Intel has finally patched a security vulnerability that has existed in many of its chips since the days of Nehalem in 2008 all the way through 2017's Kaby Lake.

In an advisory published May 1, Intel describes the vulnerability as an elevation of privilege type with a critical severity rating.

It is found in Intel Active Management Technology (AMT), Intel Standard Manageability (ISM) and Intel Small Business Technology firmware versions 6.x, 7.x, 8.x 9.x, 10.x, 11.0, 11.5 and 11.6 and can allow an attacker to "gain control of the manageability features provided by these products."

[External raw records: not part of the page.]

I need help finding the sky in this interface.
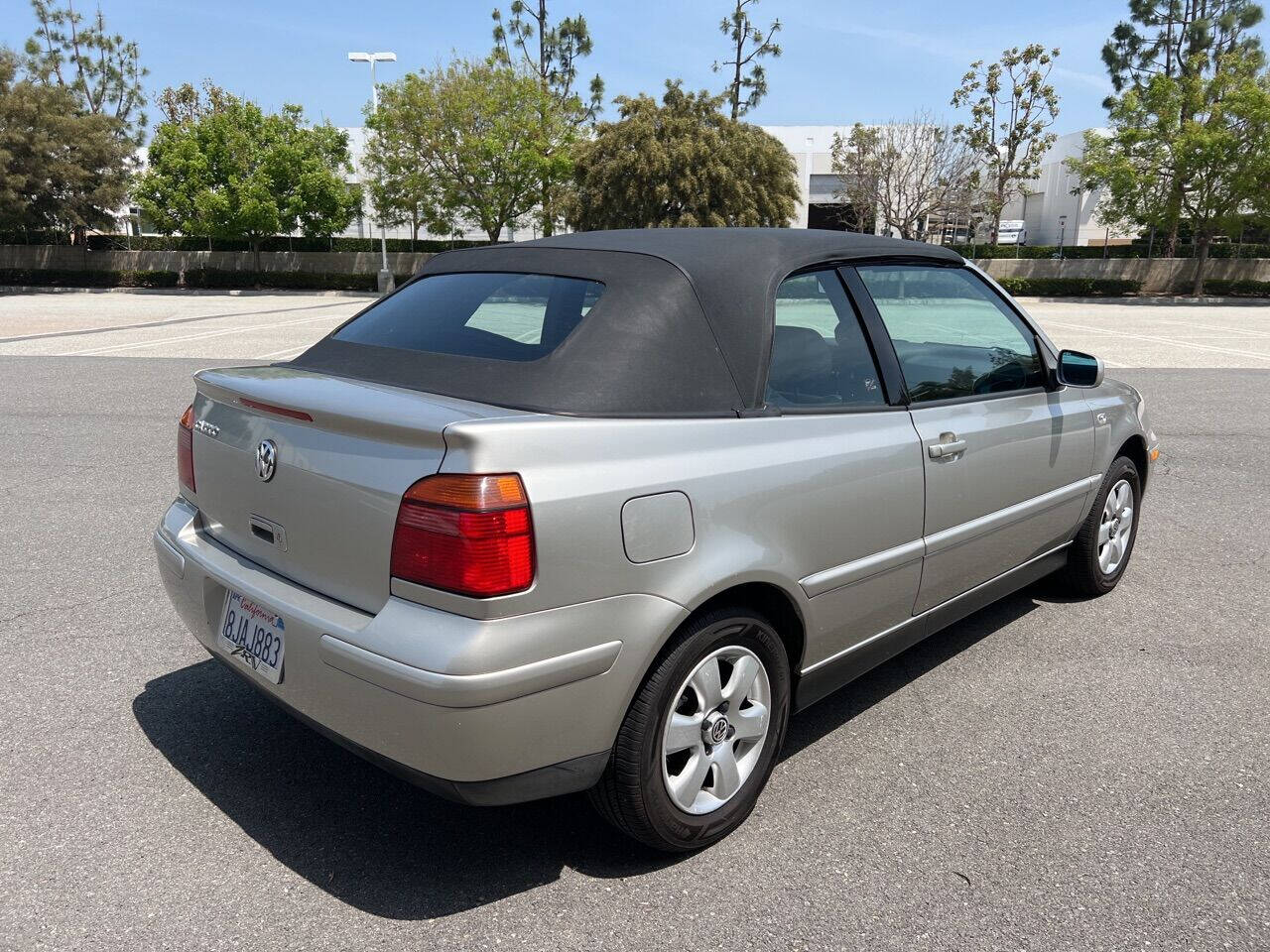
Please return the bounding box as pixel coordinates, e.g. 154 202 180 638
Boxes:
0 0 1259 133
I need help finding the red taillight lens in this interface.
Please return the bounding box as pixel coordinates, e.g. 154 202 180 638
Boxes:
393 473 534 598
177 404 194 493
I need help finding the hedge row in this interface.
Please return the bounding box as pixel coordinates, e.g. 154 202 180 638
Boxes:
1189 278 1270 298
997 278 1142 298
0 268 181 289
80 235 489 253
949 241 1270 259
0 268 410 291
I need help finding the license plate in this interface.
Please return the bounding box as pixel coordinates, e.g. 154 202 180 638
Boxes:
217 589 286 684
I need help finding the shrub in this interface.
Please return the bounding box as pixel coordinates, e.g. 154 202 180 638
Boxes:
79 235 489 253
949 239 1270 259
186 268 377 291
0 268 401 291
1204 278 1270 298
0 268 179 289
997 278 1142 298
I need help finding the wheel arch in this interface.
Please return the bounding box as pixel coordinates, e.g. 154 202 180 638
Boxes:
1111 432 1149 491
677 580 807 684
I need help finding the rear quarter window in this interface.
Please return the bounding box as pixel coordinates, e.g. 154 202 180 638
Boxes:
334 272 604 361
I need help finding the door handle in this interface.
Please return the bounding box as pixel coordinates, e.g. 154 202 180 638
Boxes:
926 432 965 459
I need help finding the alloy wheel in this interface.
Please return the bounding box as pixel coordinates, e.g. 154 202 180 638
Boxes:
1098 480 1133 575
661 645 772 815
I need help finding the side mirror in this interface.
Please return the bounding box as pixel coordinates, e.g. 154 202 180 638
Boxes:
1058 350 1103 387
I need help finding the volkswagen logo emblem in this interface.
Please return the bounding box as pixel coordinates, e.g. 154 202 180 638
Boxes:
255 439 278 482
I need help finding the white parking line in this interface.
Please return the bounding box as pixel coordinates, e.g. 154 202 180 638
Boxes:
54 313 345 357
1049 320 1270 363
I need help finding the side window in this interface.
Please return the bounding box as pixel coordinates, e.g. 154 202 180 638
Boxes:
766 269 885 409
856 264 1045 404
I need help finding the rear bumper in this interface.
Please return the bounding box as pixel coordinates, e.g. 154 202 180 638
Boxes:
154 499 686 803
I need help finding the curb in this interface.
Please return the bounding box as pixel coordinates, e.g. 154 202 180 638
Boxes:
0 285 380 298
1011 295 1270 307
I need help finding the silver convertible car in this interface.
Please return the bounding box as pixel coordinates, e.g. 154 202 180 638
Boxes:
154 228 1158 851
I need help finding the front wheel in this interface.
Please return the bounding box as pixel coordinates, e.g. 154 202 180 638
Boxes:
590 608 790 852
1063 456 1142 595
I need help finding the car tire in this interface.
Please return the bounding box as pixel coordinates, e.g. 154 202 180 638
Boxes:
1061 456 1142 598
589 606 791 853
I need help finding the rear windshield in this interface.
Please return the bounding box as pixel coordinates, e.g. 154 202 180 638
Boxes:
335 272 604 361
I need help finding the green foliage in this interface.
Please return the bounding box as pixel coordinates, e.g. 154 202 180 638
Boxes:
831 112 979 239
1102 0 1264 95
135 94 359 265
376 60 577 241
1102 0 1265 255
0 268 181 289
73 232 489 254
1068 52 1270 295
491 0 604 122
566 82 800 231
948 241 1270 259
362 103 444 237
711 0 781 119
1204 278 1270 298
997 278 1142 298
186 268 391 291
493 0 604 235
26 0 149 145
952 44 1058 242
0 49 132 231
0 268 413 291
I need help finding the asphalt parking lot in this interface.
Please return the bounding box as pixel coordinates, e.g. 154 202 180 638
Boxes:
0 295 1270 952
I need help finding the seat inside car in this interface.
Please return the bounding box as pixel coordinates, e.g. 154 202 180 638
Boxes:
767 326 838 404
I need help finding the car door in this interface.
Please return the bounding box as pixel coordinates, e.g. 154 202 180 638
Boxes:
854 263 1097 613
765 268 925 669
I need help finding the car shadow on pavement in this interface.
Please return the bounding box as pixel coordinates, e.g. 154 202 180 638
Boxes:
132 589 1044 919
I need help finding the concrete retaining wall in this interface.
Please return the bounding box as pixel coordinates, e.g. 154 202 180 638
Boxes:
975 258 1270 295
0 245 1270 294
0 245 433 274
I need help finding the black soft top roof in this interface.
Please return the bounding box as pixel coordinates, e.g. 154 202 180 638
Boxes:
292 228 962 416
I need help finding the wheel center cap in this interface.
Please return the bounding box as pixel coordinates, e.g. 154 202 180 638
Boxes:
701 711 729 744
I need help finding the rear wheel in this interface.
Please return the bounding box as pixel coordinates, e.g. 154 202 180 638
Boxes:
1063 456 1142 595
590 608 790 852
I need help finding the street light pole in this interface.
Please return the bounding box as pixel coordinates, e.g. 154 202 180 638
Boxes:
348 52 396 295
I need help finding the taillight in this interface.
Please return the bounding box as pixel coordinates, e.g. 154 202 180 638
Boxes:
393 473 534 598
177 404 194 493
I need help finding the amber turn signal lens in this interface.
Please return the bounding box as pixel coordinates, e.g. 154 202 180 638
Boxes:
405 472 528 512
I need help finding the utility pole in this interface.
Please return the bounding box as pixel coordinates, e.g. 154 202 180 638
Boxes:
348 52 396 295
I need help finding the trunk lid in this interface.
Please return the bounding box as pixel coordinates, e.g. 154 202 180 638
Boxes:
193 367 522 612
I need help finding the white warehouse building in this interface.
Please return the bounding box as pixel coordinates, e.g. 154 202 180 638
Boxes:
343 124 1131 245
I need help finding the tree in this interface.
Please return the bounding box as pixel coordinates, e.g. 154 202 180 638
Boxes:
1102 0 1264 95
831 112 979 240
1068 51 1270 296
711 0 781 119
567 82 800 231
952 44 1058 241
135 83 361 271
493 0 604 235
829 122 881 234
0 50 132 237
155 78 232 123
1102 0 1262 258
26 0 149 145
362 102 448 246
375 58 577 241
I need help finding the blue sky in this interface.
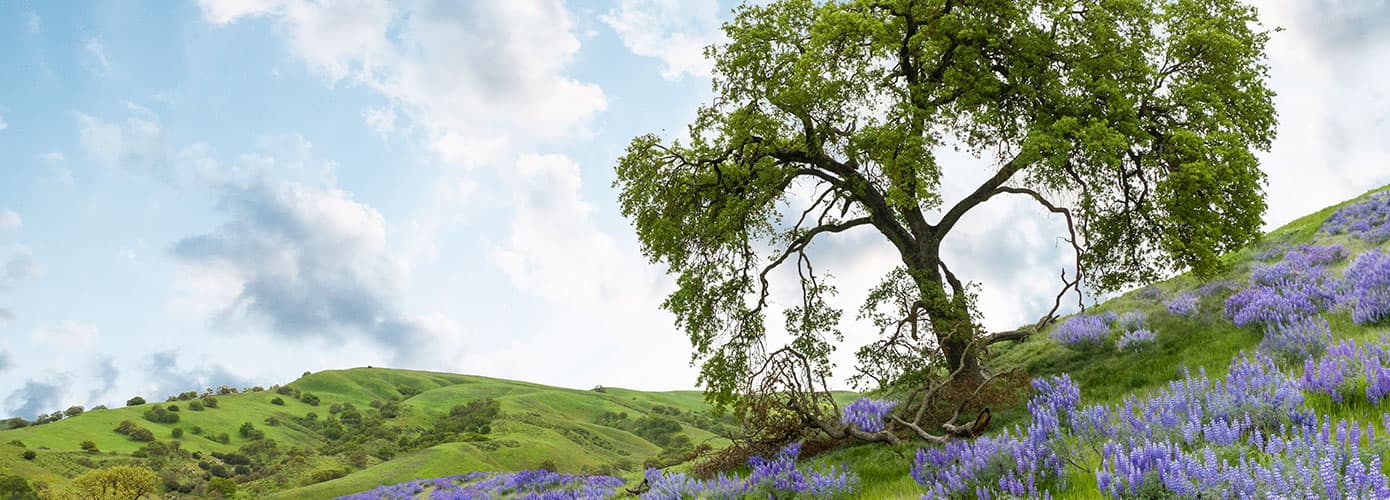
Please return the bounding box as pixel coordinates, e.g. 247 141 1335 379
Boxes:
0 0 1390 418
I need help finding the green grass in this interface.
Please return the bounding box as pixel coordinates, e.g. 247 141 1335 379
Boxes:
10 184 1390 499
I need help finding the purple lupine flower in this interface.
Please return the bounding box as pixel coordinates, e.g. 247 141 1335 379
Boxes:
1340 249 1390 325
1115 329 1154 350
1168 292 1197 317
1052 313 1113 349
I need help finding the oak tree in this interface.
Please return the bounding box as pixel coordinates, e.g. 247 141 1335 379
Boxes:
614 0 1276 436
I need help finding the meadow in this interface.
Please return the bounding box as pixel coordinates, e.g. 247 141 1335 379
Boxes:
8 190 1390 499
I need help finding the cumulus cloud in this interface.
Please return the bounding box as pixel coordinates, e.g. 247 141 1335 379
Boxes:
0 246 44 290
170 158 447 358
39 151 76 186
31 321 101 349
0 208 24 229
602 0 727 81
200 0 606 165
24 10 42 33
1259 0 1390 226
82 38 111 75
4 376 68 419
145 350 252 400
77 104 180 183
88 356 121 401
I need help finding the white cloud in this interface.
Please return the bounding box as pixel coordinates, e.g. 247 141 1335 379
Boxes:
31 321 101 349
39 151 76 186
0 244 44 292
200 0 606 165
82 38 111 75
361 107 396 140
602 0 726 81
24 10 42 33
0 208 24 229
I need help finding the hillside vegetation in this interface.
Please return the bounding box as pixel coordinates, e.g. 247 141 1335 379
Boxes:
0 368 750 499
8 184 1390 499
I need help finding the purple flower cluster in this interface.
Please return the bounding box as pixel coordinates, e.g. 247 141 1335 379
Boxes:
1322 192 1390 244
1095 419 1390 499
1226 244 1346 326
1340 249 1390 325
912 354 1339 499
840 397 898 432
1168 292 1197 317
1302 339 1390 404
1259 315 1332 363
339 469 623 500
1052 313 1115 349
642 443 859 500
912 375 1081 499
1115 328 1154 350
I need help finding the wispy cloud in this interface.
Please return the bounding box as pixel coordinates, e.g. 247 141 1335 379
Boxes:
82 38 111 75
4 375 68 418
600 0 724 81
0 208 24 229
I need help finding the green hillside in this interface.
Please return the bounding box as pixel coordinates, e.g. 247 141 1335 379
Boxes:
0 368 730 499
8 184 1390 499
813 186 1390 499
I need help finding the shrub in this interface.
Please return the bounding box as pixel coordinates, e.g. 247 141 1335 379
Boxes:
72 465 160 499
0 474 39 500
238 422 265 439
145 404 178 424
131 428 154 443
115 421 140 436
207 478 236 499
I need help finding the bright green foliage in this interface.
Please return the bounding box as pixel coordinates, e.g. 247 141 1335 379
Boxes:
207 478 236 499
64 465 160 500
0 474 39 500
614 0 1275 406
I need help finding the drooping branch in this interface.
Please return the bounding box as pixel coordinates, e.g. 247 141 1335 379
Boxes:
984 186 1086 346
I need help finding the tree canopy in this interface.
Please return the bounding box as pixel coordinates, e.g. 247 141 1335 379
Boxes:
614 0 1276 433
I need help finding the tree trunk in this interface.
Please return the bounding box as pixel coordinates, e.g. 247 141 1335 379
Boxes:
917 259 984 390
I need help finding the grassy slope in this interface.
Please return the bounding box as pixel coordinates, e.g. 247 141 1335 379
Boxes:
0 368 721 499
10 184 1379 499
815 181 1390 499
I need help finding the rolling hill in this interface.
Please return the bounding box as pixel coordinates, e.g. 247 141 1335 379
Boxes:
8 184 1390 499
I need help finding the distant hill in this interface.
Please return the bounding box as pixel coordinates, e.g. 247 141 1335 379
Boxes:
0 368 750 499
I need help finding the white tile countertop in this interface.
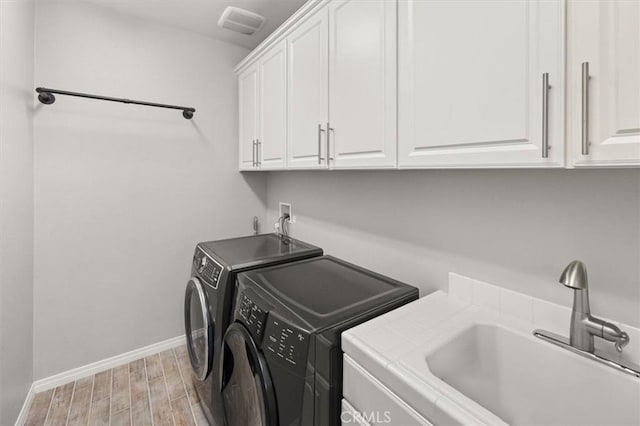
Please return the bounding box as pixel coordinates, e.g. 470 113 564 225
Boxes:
342 273 640 425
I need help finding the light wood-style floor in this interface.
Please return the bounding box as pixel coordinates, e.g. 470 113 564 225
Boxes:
21 346 207 426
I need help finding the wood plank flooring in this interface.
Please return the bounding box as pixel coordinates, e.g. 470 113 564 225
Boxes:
25 346 207 426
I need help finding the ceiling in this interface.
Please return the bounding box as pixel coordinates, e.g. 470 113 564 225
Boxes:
86 0 306 49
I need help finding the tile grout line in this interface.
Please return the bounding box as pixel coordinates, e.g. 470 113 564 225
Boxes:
171 348 198 425
64 380 78 426
158 354 176 425
42 388 57 424
86 374 96 426
142 357 155 426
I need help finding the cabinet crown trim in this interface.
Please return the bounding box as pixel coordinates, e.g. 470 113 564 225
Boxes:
234 0 328 74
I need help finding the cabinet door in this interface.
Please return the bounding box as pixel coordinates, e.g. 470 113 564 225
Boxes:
287 9 328 169
567 0 640 166
238 65 258 170
328 0 397 168
398 0 564 168
257 42 287 169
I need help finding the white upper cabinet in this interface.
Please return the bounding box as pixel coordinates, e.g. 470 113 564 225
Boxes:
328 0 397 169
238 64 258 170
567 0 640 167
287 9 329 169
257 42 287 169
398 0 564 168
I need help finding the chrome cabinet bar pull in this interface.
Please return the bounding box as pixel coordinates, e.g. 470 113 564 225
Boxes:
318 124 324 164
251 139 257 167
542 72 551 158
327 121 333 164
582 62 591 155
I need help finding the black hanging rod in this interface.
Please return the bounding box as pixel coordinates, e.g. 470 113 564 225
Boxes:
36 87 196 120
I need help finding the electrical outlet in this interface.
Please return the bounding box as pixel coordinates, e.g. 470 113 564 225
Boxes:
278 201 296 223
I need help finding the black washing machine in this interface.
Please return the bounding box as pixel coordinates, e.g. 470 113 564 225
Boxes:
184 234 322 426
220 256 418 426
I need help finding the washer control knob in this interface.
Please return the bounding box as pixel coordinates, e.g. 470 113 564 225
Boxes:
198 256 207 273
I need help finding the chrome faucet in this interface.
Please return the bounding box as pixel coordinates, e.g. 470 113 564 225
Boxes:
533 260 640 378
560 260 629 353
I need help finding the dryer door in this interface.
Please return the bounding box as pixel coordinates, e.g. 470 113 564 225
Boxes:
184 277 214 380
222 322 278 426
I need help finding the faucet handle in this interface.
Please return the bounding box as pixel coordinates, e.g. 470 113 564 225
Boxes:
616 331 629 352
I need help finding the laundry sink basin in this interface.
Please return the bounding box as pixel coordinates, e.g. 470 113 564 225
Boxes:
424 323 640 425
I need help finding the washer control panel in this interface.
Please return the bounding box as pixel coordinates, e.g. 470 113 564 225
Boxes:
262 315 309 374
193 247 222 288
236 293 267 342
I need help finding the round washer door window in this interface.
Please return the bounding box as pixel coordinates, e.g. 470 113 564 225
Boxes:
184 278 214 380
222 322 278 426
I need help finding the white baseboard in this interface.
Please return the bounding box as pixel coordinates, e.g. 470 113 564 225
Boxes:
16 335 186 425
16 383 36 426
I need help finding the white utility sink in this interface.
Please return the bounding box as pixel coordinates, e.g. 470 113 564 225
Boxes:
424 324 640 425
342 284 640 426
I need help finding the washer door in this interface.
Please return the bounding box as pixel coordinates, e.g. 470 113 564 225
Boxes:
221 322 278 426
184 278 214 380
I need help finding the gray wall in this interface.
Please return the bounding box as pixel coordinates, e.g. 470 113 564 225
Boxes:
34 1 266 379
267 170 640 326
0 0 34 425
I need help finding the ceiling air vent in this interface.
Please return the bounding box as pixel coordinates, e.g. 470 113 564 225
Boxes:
218 6 265 35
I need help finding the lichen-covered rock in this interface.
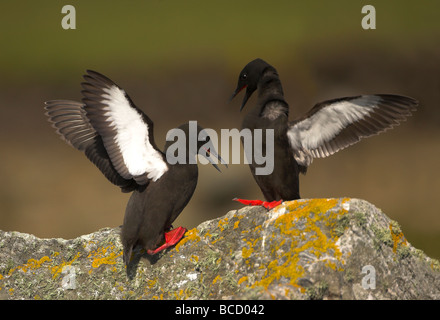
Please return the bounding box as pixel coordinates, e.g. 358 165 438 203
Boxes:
0 199 440 299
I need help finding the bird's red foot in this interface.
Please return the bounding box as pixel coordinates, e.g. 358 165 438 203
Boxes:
147 227 186 255
232 198 283 210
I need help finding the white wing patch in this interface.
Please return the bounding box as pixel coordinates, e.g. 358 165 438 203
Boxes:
101 85 168 181
288 96 380 150
287 95 418 167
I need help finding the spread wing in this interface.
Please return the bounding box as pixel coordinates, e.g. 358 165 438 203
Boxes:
46 70 168 189
45 100 138 192
287 94 418 167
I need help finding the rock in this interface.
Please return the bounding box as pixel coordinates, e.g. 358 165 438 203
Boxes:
0 199 440 299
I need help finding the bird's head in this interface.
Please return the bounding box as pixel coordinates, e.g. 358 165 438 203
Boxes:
165 121 228 171
229 59 273 111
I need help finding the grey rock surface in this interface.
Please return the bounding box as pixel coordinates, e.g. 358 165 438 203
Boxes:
0 198 440 299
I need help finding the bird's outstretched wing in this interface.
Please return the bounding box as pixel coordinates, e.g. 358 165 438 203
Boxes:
81 70 168 185
287 94 418 167
46 70 168 191
45 100 138 192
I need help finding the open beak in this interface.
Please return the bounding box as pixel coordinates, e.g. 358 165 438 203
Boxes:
229 85 251 111
205 146 228 172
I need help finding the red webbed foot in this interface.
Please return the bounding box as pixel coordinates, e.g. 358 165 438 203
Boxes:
232 198 283 210
147 227 186 255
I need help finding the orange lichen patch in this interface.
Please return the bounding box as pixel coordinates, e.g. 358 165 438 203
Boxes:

Specifically, Intel says there are two ways the vulnerability can be accessed:

  • An unprivileged network attacker could gain system privileges to provisioned Intel manageability SKUs: Intel® Active Management Technology (AMT) and Intel® Standard Manageability (ISM) (CVSSv3 9.8 Critical /AV:N/AC:L/PR:N/UI:N/S:U/C:H/I:H/A:H).
  • An unprivileged local attacker could provision manageability features gaining unprivileged network or local system privileges on Intel manageability SKUs: Intel® Active Management Technology (AMT), Intel® Standard Manageability (ISM), and Intel® Small Business Technology (SBT) (CVSSv3 8.4 High /AV:L/AC:L/PR:N/UI:N/S:U/C:H/I:H/A:H).

SemiAccurate, which says it has been pestering Intel to fix the issue for "literally years," claims there is literally no Intel box made in the last 9+ years that isn't at risk although Intel specifically states that "this vulnerability does not exist on Intel-based consumer PCs."

Intel recommends looking over this document to determine if you have an AMT, SBA or ISM-capable system and this guide to see if your system has the impacted firmware.